Did you observe the loss during training?
If some weights are exploding, you would usually see a NaN loss.

chihyu · February 5, 2020, 3:41pm

I have the similar problem when model use the training - aware quantification and the training loss is not nan. How to solve it?
File “/mnt/storage1/doris/miniconda3/envs/torch-nightly-py3.6/lib/python3.6/site-packages/torch/nn/modules/module.py”, line 540, in call
result = self.forward(*input, **kwargs)
File “model-code/resnet34/train_age_quan.py”, line 1130, in forward
x = self.ConvBNReLU1(x)
File “/mnt/storage1/doris/miniconda3/envs/torch-nightly-py3.6/lib/python3.6/site-packages/torch/nn/modules/module.py”, line 540, in call
result = self.forward(*input, **kwargs)
File “/mnt/storage1/doris/miniconda3/envs/torch-nightly-py3.6/lib/python3.6/site-packages/torch/nn/modules/container.py”, line 100, in forward
input = module(input)
File “/mnt/storage1/doris/miniconda3/envs/torch-nightly-py3.6/lib/python3.6/site-packages/torch/nn/modules/module.py”, line 540, in call
result = self.forward(*input, **kwargs)
File “/mnt/storage1/doris/miniconda3/envs/torch-nightly-py3.6/lib/python3.6/site-packages/torch/nn/intrinsic/qat/modules/conv_fused.py”, line 243, in forward
return self.activation_post_process(F.relu(ConvBn2d._forward(self, input)))
File “/mnt/storage1/doris/miniconda3/envs/torch-nightly-py3.6/lib/python3.6/site-packages/torch/nn/intrinsic/qat/modules/conv_fused.py”, line 95, in _forward
conv = self._conv_forward(input, self.weight_fake_quant(scaled_weight))
File “/mnt/storage1/doris/miniconda3/envs/torch-nightly-py3.6/lib/python3.6/site-packages/torch/nn/modules/module.py”, line 540, in call
result = self.forward(*input, **kwargs)
File “/mnt/storage1/doris/miniconda3/envs/torch-nightly-py3.6/lib/python3.6/site-packages/torch/quantization/fake_quantize.py”, line 81, in forward
self.scale, self.zero_point = self.calculate_qparams()
File “/mnt/storage1/doris/miniconda3/envs/torch-nightly-py3.6/lib/python3.6/site-packages/torch/quantization/fake_quantize.py”, line 76, in calculate_qparams
return self.activation_post_process.calculate_qparams()
File “/mnt/storage1/doris/miniconda3/envs/torch-nightly-py3.6/lib/python3.6/site-packages/torch/quantization/observer.py”, line 481, in calculate_qparams
return self._calculate_per_channel_qparams(self.min_vals, self.max_vals)
File “/mnt/storage1/doris/miniconda3/envs/torch-nightly-py3.6/lib/python3.6/site-packages/torch/quantization/observer.py”, line 150, in _calculate_per_channel_qparams
), “min {} should be less than max {}”.format(min_vals[i], max_vals[i])
AssertionError: min nan should be less than max nan

jerryzh168 · February 14, 2020, 6:33pm

can you check if values in weights/activations contains nan?

haviernick · March 15, 2021, 6:24am

You can avoid this with a mask method.
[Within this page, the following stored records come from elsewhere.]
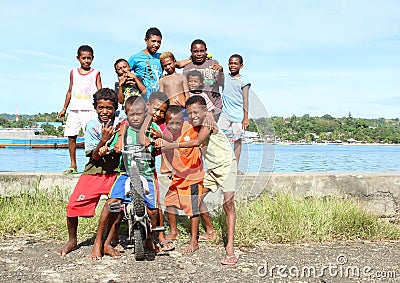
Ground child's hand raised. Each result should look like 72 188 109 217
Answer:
210 64 224 72
99 145 110 156
146 129 162 139
100 120 117 145
201 112 217 131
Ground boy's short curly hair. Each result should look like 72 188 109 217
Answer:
149 91 169 107
145 27 162 39
160 51 176 61
190 38 207 50
77 45 94 57
93 87 118 110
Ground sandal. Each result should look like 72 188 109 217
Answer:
221 253 239 265
198 230 217 242
158 240 175 252
63 167 78 175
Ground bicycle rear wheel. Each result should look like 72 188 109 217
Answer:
133 224 145 260
129 166 145 217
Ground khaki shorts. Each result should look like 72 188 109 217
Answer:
64 110 97 137
218 112 244 141
203 159 237 193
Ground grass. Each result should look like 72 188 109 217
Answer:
0 188 102 240
0 189 400 247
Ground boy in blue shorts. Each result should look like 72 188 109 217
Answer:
91 96 160 259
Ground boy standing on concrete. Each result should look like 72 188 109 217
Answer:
58 88 120 255
218 54 251 175
58 45 101 174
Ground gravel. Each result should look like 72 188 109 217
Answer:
0 236 400 283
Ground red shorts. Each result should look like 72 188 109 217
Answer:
164 183 203 217
67 173 117 217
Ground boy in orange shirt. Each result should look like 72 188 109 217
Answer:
164 105 204 253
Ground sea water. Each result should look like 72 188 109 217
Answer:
0 144 400 172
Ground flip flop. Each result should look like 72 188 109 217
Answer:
198 230 217 242
158 240 175 252
221 253 239 265
63 167 78 175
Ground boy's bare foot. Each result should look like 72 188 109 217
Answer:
89 244 103 260
165 233 178 241
199 230 217 242
146 238 160 253
57 240 78 256
104 245 122 258
183 243 199 254
112 244 125 253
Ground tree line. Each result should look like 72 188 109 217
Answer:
0 112 400 144
248 113 400 144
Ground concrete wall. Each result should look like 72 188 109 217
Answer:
0 172 400 217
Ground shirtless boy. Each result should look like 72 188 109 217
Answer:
159 52 189 108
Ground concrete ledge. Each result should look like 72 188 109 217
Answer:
0 172 400 217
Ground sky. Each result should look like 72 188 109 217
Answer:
0 0 400 118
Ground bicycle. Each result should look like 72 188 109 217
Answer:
122 145 165 260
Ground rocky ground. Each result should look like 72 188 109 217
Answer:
0 236 400 283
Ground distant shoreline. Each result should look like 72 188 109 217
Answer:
271 142 400 146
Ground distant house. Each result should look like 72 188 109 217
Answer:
36 122 62 128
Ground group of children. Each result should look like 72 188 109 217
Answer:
59 28 250 264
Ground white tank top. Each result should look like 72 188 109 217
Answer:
69 68 100 110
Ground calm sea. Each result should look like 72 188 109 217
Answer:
0 144 400 172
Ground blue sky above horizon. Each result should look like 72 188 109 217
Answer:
0 0 400 118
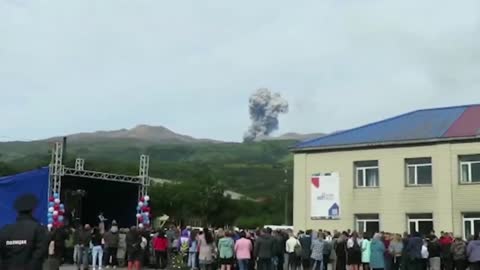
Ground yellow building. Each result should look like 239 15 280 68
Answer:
293 105 480 237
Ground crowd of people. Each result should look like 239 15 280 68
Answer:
0 196 480 270
154 228 480 270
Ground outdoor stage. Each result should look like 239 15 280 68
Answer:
0 143 150 228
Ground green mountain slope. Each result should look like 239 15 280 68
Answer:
0 138 295 197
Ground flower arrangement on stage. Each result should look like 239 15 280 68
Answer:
47 193 65 230
137 195 152 228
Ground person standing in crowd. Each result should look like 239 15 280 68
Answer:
0 194 48 270
126 226 143 270
63 227 75 264
153 231 169 269
92 227 103 270
198 228 215 270
450 237 467 270
405 232 428 270
347 232 362 270
73 224 82 265
235 231 253 270
247 232 256 270
362 233 370 270
77 224 92 270
322 232 333 270
218 231 235 270
298 230 312 270
310 233 325 270
285 230 302 270
187 230 198 270
467 234 480 270
388 234 403 270
47 228 67 270
335 232 348 270
439 232 453 270
267 229 285 270
382 232 393 270
427 235 441 270
370 233 386 270
103 223 120 269
254 229 275 270
420 240 430 270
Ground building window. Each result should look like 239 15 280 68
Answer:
355 214 380 236
407 214 433 235
354 160 379 187
459 155 480 183
405 158 432 186
463 213 480 239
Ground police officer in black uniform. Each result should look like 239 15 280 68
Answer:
0 194 48 270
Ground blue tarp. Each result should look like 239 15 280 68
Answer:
0 168 48 228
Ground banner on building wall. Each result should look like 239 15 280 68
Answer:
309 173 340 219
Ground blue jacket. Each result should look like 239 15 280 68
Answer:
370 239 385 269
467 240 480 263
405 237 423 259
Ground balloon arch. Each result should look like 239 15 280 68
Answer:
47 141 152 229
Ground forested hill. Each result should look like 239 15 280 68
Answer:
0 137 295 198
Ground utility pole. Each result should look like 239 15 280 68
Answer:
283 169 289 225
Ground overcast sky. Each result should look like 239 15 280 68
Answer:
0 0 480 141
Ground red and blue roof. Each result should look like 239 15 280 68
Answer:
293 104 480 152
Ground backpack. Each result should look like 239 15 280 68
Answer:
352 239 362 253
293 241 303 257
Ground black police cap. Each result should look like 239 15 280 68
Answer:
13 194 38 212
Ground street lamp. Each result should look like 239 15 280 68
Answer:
283 168 288 225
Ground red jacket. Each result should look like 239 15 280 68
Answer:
153 236 168 251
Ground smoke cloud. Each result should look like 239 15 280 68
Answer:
243 88 288 142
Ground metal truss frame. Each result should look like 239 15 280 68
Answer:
49 142 151 199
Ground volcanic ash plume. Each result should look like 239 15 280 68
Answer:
243 88 288 141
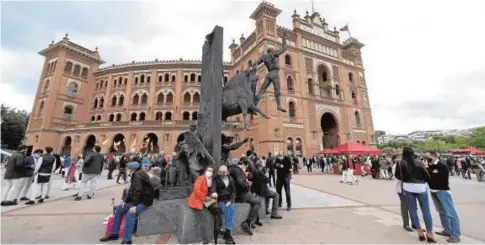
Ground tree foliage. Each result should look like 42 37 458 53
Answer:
1 104 30 149
378 127 485 152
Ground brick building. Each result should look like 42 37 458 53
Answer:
26 2 374 156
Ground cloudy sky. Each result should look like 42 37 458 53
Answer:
0 0 485 133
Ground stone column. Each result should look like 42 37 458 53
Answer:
197 26 224 168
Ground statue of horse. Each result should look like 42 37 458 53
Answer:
222 64 269 130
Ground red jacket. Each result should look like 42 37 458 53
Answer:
189 174 209 210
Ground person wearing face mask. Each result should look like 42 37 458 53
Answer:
189 166 218 244
210 165 236 244
424 152 460 243
99 162 155 244
20 149 44 201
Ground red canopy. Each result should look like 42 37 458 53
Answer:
450 146 482 155
333 142 382 155
317 148 339 154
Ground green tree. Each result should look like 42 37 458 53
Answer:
1 104 30 149
468 127 485 149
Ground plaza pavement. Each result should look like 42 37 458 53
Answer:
1 169 485 244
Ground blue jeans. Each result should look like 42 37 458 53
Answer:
219 202 236 231
404 191 433 232
109 202 145 241
431 191 461 237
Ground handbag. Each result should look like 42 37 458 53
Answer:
204 198 217 208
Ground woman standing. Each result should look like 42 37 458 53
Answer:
396 147 436 243
189 167 217 244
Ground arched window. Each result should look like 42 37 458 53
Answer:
184 92 190 104
165 92 173 104
155 111 163 120
118 95 125 106
141 94 148 105
165 111 172 121
67 82 78 97
308 78 315 95
44 79 51 93
63 105 73 121
130 112 138 121
286 76 295 91
133 94 140 105
93 98 98 109
288 101 296 118
37 101 44 116
182 111 190 120
286 137 293 154
192 92 200 104
64 61 72 73
354 111 360 128
285 54 291 66
81 67 88 78
73 65 81 76
157 93 165 105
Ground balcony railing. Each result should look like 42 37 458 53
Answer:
54 120 244 130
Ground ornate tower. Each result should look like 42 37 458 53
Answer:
250 2 281 40
26 34 104 154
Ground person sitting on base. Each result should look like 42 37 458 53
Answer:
99 162 154 244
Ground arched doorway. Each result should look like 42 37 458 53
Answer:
110 134 126 154
174 132 185 152
141 133 160 153
83 134 96 159
320 112 340 149
61 136 72 156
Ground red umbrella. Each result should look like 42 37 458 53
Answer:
333 142 382 155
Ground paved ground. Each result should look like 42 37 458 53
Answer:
1 169 485 244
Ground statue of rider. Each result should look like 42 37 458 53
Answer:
255 33 288 112
221 135 249 166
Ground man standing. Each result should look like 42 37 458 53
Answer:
424 151 461 243
229 160 261 235
1 145 27 206
276 155 291 211
74 145 104 201
25 146 57 205
266 152 276 187
255 34 288 112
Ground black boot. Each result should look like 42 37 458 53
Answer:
224 230 236 244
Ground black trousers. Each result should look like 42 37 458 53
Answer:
268 170 276 186
276 176 291 208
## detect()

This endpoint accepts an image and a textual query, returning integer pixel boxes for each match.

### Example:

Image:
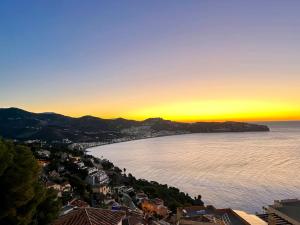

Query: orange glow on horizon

[17,100,300,122]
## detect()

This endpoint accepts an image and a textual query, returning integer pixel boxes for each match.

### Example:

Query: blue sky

[0,0,300,119]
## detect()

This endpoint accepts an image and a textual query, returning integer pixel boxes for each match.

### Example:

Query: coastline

[68,129,271,152]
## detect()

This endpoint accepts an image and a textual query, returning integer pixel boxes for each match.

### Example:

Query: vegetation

[0,139,60,225]
[106,161,203,213]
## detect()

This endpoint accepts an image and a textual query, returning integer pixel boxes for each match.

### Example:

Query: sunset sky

[0,0,300,121]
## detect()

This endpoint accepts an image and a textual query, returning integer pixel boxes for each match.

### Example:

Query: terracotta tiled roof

[53,208,125,225]
[69,199,89,208]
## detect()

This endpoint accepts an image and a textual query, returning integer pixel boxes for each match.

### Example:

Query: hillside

[0,108,269,142]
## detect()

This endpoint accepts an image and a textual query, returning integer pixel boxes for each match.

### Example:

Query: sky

[0,0,300,121]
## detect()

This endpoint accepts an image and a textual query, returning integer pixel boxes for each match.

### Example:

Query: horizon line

[0,106,300,123]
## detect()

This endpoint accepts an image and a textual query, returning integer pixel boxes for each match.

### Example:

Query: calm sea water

[89,122,300,213]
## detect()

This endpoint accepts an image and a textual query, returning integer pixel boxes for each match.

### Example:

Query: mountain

[0,108,269,142]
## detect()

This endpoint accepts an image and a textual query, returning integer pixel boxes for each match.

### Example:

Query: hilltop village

[21,141,300,225]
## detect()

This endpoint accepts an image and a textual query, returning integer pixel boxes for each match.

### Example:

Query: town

[25,141,300,225]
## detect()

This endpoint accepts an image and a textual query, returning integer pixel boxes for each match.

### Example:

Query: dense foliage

[0,139,60,225]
Note first that in python NaN is defined as the number which is not equal to itself:

>float('nan') == float('nan')      
False

It might be worth avoiding use of np.NaN altogether. NaN literally means “not a number”, and it cannot be converted to an integer. In general, Python prefers raising an exception to returning NaN, so things like sqrt(-1) and log(0.0) will generally raise instead of returning NaN. However, you may get this value back from some other library. From v0.24, you actually can. Pandas introduces Nullable Integer Data Types which allows integers to coexist with NaNs. Also, even at the lastest versions of pandas if the column is object type you would have to convert into float first, something like:

df['column_name'].astype(np.float).astype("Int32")

NB: You have to go through numpy float first and then to nullable Int32, for some reason.